Summary form only given. as follows. Nanosecond breakdown and the so-called fast ionization wave in gases was studied by several groups. In those studies, the gas was not preionized by the beginning of the pulse. We analyze dynamics of plasmas sustained by ultrahigh-voltage (with E/N above the electron runaway threshold) pulses with high repetition rate, so that each pulse begins with pre-existing plasma. In contrast with nanosecond breakdown, strong current instantaneously develops in the entire volume, forming a cathode sheath. Interesting spatio-temporal evolution of the plasma is revealed with a fully coupled model where ionization kinetics is strongly coupled with ion and electron motion in a self-consistent nonuniform electric field and with non-local electron energy distribution function (EEDF).

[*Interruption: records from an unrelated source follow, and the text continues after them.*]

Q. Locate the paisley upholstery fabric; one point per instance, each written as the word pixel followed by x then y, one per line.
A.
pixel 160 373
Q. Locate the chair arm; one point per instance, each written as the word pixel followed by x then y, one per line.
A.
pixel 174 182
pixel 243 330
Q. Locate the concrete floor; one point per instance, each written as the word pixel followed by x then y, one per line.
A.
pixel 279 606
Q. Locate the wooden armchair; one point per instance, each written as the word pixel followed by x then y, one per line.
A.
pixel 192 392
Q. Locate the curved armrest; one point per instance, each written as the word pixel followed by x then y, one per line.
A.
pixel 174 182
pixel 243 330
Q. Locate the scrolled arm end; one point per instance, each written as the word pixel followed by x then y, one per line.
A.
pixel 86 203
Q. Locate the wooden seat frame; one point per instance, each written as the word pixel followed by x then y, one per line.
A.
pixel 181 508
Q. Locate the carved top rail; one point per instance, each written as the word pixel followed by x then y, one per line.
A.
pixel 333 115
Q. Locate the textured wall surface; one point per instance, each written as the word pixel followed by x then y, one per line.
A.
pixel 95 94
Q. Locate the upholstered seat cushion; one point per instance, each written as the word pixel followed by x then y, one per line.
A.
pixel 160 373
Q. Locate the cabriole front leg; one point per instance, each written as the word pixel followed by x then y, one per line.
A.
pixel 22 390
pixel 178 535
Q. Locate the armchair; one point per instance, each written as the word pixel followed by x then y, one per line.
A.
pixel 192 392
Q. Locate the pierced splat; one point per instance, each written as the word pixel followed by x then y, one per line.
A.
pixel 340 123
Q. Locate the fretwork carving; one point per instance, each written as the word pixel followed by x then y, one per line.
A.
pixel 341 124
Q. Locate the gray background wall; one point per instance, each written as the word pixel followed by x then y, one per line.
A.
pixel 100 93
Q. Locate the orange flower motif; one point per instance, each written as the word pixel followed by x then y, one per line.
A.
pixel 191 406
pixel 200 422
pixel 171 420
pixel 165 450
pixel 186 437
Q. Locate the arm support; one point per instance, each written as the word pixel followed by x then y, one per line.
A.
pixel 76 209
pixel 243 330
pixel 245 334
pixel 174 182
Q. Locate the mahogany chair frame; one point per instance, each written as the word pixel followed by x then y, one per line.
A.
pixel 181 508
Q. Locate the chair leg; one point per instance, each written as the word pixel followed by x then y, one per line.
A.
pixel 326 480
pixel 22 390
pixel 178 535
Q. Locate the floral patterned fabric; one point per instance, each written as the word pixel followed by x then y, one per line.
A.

EEDF is calculated in the "forward-back" approximation. The modeling demonstrated that rapidly evolving redistribution of the potential creates conditions for electron high-voltage pulses which can reach about 100 eV, and the EEDF develops a long plateau extending to hundreds and thousands eV. High-energy electrons far from the cathode are not produced locally, but rather arrive from the sheath. The new predicted phenomena include reversal of the electric field in the anode half of the discharge gap and double-peak profiles of mean electron energy and ionization rate. Ionization and excitation of molecules continue and could even peak after the pulse, with no voltage, as the high-energy electrons move into the gas. We also explore a new way of plasma generation by ultrashort, high-power, repetitive laser pulses, with ionization efficiency comparable to that of e-beams. The idea is to accelerate free electrons remaining from the previous pulse to keV due to high quiver energy in laser field, before collisions and plasma polarization (this imposes upper limits on pulse duration and laser wavelength). Suppressing tunneling ionization imposes a lower limit on the wavelen- th. The accelerated electrons act like a beam and ionize the surrounding gas.